Integrated infrastructure delivery company AECOM’s Level 1 Broad-Based Black Economic Empowerment (B-BBEE) accreditation underpins all its transformation and Corporate Social Responsibility (CSR) initiatives in the Africa and Middle East region. This is also aligned with AECOM’s global diversity and inclusion goals.
The focus in this regard is South Africa, where transformation is the main driver, while elsewhere in Africa localisation is more important. This relates to local supplier development, while South Africa has a broader and more complex framework encompassing B-BBEE, affirmative action, employment equity, supplier development, and skills development.
Shirley Meyer, Transformation Specialist for AECOM – Corporate Services, Africa, explains that her main function is to ensure that all initiatives and programmes launched by AECOM are sustainable and in line with its B-BBEE strategy. Apart from overseeing audits in this regard, Meyer also assists with the implementation of transformation programmes and managing employment equity.
In terms of the transformation component usually associated with government projects, Meyer oversees tender submissions to ensure these are properly developed and in line with tender requirements and budgets. “The aim is to develop sustainable project transformation programmes, taking client objectives and goals into account and, in so doing, creating shared value,” Meyer explains.
The Preferential Procurement Policy Framework Act also must be taken into account, while construction tenders have to comply with the specific requirements of the Construction Industry Development Board (CIDB). This is a national body overseeing the sustainability and growth of the construction industry in South Africa.
“Our clients, in turn, develop in-house transformation strategies aligned with their business or company goals, which are then deployed on various projects,” Meyer highlights. Transnet, for example, has a supplier development programme focused on job creation, supplier development and skills development, while the Airports Company South Africa (ACSA) focuses on supplier development, outsourcing and skills development, in line with the government’s New Growth Path and National Development Plan. Both are major clients of AECOM in South Africa.
“It depends on what the specific client requirements are in terms of those projects. All have a major skills development component. Another critical aspect is developing sub-consultants by training and allocating work to them to increase their capacity and capability. Some projects also have a specific community-involvement requirement, which necessitates launching socio-economic initiatives in surrounding communities,” Meyer elaborates.

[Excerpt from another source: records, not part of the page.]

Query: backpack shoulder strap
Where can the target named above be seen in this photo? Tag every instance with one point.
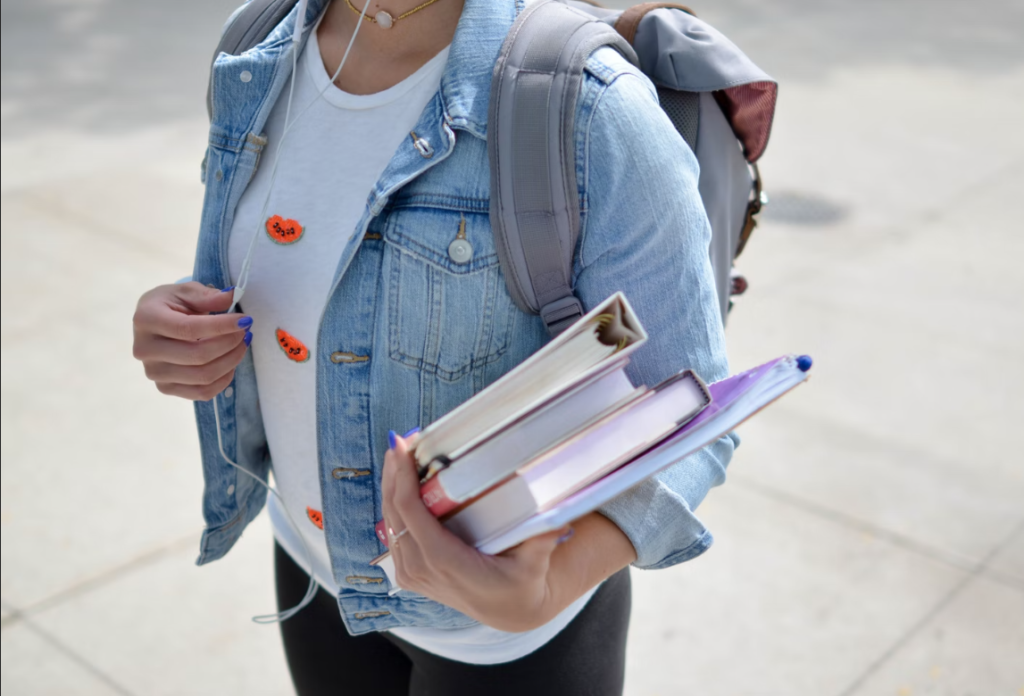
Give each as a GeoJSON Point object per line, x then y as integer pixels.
{"type": "Point", "coordinates": [251, 24]}
{"type": "Point", "coordinates": [535, 202]}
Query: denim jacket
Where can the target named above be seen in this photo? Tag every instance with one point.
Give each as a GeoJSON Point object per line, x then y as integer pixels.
{"type": "Point", "coordinates": [409, 333]}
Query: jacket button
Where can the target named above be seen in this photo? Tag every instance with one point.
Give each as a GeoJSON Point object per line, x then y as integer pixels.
{"type": "Point", "coordinates": [339, 356]}
{"type": "Point", "coordinates": [345, 472]}
{"type": "Point", "coordinates": [461, 251]}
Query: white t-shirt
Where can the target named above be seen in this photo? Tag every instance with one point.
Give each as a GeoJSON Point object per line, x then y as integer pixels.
{"type": "Point", "coordinates": [333, 156]}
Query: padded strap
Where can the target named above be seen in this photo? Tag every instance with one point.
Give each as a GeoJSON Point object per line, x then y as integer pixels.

All AECOM’s CSR initiatives in South Africa are aligned with its global platform, Blueprint for a Better World, which has three main pillars. These are Opening Doors, Creating Opportunities, and Protecting Tomorrow. “Our projects, CSR, and B-BBEE strategies all have to be monitored carefully to remain within budget, as well as comply with all legislative requirements, policies and procedures spend, which is quite a balancing act,” Meyer admits. Local initiatives are also undertaken with targeted CSR partners such as LIV Village, LEAP, and the Robin Hood Foundation.

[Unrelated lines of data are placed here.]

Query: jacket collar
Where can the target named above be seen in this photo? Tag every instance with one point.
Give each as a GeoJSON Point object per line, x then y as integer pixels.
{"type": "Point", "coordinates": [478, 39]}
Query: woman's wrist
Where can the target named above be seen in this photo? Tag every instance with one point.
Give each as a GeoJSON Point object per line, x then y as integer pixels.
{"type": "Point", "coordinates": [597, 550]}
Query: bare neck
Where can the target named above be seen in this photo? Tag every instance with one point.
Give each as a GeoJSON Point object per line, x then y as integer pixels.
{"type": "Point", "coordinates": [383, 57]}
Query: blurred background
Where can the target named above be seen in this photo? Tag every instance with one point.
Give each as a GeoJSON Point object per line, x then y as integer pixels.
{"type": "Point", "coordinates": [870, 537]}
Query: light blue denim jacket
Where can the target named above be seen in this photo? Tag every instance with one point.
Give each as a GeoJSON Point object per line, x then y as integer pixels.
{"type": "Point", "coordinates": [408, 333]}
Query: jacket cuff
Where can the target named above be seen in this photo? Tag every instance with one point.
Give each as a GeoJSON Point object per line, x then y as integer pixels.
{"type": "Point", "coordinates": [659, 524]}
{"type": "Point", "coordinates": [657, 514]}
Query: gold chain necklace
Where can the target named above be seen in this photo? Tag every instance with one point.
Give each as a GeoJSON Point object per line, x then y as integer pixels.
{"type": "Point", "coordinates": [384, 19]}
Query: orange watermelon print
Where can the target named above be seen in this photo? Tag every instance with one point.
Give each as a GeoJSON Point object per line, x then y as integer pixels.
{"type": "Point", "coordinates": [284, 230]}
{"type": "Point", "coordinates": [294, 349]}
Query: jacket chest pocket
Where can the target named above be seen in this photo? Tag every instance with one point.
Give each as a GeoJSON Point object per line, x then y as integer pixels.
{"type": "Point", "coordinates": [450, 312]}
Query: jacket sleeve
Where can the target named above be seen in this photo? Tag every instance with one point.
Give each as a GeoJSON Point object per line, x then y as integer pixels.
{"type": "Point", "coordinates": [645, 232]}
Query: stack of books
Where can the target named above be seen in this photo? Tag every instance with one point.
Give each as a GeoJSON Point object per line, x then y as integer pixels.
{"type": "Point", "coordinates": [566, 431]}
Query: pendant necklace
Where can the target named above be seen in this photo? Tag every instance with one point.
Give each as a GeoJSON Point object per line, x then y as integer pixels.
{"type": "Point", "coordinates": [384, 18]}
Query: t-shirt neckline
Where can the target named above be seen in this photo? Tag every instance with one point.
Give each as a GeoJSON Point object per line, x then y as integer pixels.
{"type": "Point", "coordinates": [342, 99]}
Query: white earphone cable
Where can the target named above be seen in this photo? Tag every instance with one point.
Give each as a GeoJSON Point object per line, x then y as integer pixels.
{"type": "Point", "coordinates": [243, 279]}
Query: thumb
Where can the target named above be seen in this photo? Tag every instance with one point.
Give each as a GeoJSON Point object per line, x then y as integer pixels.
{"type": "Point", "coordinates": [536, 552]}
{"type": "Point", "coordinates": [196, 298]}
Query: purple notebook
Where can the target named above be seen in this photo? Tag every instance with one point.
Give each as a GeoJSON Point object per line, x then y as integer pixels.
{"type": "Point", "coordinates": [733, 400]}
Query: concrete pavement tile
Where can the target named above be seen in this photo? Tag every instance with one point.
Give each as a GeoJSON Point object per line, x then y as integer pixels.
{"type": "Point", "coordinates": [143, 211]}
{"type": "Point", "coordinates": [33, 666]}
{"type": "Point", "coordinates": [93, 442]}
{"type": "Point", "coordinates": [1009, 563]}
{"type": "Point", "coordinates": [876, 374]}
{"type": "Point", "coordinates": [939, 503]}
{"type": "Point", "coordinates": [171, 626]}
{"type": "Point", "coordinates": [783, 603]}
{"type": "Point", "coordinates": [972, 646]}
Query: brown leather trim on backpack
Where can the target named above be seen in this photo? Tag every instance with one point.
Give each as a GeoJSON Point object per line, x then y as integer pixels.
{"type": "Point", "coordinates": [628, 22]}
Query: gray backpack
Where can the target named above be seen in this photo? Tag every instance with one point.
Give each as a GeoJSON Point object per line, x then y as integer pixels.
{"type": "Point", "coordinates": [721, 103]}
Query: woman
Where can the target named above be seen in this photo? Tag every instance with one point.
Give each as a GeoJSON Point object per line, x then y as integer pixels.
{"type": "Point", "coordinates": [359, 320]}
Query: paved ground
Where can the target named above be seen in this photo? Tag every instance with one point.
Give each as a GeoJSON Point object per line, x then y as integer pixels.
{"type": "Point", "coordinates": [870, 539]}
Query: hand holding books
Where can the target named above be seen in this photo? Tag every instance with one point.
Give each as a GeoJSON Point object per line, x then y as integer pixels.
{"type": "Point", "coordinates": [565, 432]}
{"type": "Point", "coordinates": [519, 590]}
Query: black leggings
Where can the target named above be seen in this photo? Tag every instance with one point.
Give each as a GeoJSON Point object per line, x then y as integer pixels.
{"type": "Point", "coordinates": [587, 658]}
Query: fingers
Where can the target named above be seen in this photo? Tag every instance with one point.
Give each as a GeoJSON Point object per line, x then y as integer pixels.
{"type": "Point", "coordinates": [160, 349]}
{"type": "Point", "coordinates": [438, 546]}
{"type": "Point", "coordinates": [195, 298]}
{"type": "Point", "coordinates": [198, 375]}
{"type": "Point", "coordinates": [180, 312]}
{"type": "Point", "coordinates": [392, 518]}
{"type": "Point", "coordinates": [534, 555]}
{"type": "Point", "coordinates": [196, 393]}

Meyer points out that diversity and inclusion is a focus for AECOM globally, dovetailing with its sustainability programme as well. She has organised and run several local workshops in this regard with great success, establishing the importance of these goals in the region.
“Diversity and inclusion is not just about including different races or gender. It is much broader, extending to technology, religion, ethnicity, disability, the younger generations and ethical value, for example,” Meyer adds. In this regard, AECOM has established what it terms diversity and inclusion champions throughout the region.
She reveals that AECOM will launch its ‘mCircles’ initiative in June, a mentorship programme designed specifically for female employees. This is in conjunction with the existing Disabled Learnership Programme and AECOM Education Trust.
“Research has shown that diversity and inclusion initiatives result in a happier workplace, boosting both innovation and profitability and will ultimately assist AECOM to create a competitive economy in a globalised world. Diversity and inclusion is therefore an important focus for AECOM both globally and in South Africa,” Meyer concludes.